On my way to Mom’s, I drive into Beals Point to admire the spectacularly full lake, the water rarely so high that seeing the vastness of blue submerging granite outcroppings winked with mica feels almost miraculous.
The flotilla of Canada geese looks happy, a giant flock of fifty sculling toward shore in a perfect line that my synchronized swimming team would have envied. They turn as if hearing a musical cue into the curved arm of shore where I stand like a coach watching their performance, their black eyes and matching velvet necks swiveling in my direction. I know what they’re thinking: human = food.
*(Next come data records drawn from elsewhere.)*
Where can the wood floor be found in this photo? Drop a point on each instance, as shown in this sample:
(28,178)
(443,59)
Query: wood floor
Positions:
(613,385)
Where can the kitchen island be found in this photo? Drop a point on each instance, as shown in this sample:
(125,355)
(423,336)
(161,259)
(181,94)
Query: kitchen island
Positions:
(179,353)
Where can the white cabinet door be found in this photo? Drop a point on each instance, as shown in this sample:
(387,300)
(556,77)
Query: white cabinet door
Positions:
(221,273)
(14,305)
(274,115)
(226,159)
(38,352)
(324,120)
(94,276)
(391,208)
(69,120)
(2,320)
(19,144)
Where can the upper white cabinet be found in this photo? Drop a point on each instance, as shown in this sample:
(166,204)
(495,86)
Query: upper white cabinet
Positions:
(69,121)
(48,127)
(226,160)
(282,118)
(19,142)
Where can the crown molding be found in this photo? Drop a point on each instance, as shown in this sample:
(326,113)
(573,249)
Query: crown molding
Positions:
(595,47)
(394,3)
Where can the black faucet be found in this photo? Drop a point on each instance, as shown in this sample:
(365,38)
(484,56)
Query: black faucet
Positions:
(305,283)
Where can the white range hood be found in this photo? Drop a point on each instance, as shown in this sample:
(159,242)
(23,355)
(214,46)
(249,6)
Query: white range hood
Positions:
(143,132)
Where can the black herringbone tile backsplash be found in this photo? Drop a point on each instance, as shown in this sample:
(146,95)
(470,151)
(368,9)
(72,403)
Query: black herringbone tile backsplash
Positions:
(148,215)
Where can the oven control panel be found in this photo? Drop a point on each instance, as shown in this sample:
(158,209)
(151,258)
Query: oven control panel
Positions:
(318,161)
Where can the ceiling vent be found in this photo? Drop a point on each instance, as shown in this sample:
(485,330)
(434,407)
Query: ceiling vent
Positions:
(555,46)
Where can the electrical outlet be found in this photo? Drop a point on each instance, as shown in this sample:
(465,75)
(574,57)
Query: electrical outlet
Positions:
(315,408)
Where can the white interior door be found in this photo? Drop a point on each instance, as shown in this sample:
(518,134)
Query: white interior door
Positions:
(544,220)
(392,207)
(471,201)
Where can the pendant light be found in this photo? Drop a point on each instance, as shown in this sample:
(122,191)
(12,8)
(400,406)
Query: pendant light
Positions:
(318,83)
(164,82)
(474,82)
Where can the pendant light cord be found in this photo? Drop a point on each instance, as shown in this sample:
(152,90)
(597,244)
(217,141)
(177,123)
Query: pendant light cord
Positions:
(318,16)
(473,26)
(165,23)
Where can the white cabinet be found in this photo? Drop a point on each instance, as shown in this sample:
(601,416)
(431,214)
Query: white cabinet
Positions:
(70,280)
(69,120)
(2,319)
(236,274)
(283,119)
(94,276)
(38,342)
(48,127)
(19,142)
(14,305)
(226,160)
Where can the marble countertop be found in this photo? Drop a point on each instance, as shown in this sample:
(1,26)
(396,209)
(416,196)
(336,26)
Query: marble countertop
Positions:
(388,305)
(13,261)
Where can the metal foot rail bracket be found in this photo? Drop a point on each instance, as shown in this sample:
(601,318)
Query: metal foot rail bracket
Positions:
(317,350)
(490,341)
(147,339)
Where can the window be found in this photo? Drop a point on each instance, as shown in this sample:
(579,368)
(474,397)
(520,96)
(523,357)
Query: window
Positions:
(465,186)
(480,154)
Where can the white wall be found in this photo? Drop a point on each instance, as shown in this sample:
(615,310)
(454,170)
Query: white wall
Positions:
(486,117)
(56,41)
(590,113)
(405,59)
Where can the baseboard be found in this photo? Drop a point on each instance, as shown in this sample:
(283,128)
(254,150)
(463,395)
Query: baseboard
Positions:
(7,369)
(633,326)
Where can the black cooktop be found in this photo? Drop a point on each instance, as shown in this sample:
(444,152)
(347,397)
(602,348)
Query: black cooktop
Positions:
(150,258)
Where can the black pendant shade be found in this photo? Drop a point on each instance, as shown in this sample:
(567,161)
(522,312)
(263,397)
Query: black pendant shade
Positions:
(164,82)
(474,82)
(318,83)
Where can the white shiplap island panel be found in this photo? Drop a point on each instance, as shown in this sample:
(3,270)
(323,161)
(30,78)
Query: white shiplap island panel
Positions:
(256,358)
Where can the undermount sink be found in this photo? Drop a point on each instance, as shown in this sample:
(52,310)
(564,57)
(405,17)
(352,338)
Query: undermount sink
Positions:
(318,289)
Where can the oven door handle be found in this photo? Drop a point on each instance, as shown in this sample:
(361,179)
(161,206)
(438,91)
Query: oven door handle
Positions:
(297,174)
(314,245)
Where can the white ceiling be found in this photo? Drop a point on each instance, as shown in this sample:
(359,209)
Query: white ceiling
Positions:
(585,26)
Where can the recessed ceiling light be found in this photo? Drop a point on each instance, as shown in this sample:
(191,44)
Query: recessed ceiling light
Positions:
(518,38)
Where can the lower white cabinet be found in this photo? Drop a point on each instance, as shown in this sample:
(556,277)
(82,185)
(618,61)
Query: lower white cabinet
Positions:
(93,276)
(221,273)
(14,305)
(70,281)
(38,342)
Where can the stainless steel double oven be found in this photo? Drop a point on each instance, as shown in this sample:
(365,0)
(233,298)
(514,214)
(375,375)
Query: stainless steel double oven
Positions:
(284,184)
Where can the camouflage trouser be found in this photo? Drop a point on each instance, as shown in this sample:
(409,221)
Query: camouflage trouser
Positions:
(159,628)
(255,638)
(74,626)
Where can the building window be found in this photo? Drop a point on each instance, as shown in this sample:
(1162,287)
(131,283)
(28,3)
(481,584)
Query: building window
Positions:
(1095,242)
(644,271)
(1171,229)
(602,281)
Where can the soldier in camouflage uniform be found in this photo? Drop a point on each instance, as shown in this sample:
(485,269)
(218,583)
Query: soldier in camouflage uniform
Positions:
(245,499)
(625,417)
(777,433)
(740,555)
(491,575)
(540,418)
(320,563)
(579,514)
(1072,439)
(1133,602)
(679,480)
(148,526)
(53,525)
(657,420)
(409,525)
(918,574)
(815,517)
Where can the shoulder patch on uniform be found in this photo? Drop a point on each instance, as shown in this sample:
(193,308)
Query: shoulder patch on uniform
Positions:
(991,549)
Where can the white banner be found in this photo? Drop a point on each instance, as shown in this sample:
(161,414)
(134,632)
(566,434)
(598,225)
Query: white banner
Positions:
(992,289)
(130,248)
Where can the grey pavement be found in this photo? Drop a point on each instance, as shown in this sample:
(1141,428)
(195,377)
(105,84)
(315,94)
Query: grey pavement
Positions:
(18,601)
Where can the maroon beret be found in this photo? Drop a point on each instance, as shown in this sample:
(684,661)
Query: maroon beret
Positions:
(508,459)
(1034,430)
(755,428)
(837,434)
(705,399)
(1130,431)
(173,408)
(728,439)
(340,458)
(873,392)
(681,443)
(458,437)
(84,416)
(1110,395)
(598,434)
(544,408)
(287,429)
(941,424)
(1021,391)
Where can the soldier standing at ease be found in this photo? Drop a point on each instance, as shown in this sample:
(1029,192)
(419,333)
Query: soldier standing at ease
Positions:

But I have come empty handed, and, because I talk to pretty much every living thing that approaches—walking, swimming, crawling or flying—I say most sincerely, I’m sorry I didn’t bring you anything.
One tall fellow gracefully rises to his feet in the shallows. Honk! he honks. I hold out empty hands. Really sorry, I say, and he flutters his feathered bottom back into swimming mode. As one, the flock moves on, looking, I presume, for shores with good grass to nibble— or perhaps more cooperative humans.
Later, after our Momday appointments, she asks me to drive her into what, after almost sixty years, I still think of as our side of the lake lapping up the trees and boat ramps of Granite Bay. Even from the car, we see the flock—still fifty strong— paddling the shoreline miles from where they started that morning.
There they are! I say, delighted by these residents, who, like me, might well be the second generation of their families to call Folsom Lake home,
who, if they are lucky, are taking in this beautiful summer day on the water with kin at their side—perhaps the ones who taught them to swim in these waters, who urged them not to worry about how deep or how shallow the blue, to trust that they will float, held by forces they will never see, but will support them all the days of their lives.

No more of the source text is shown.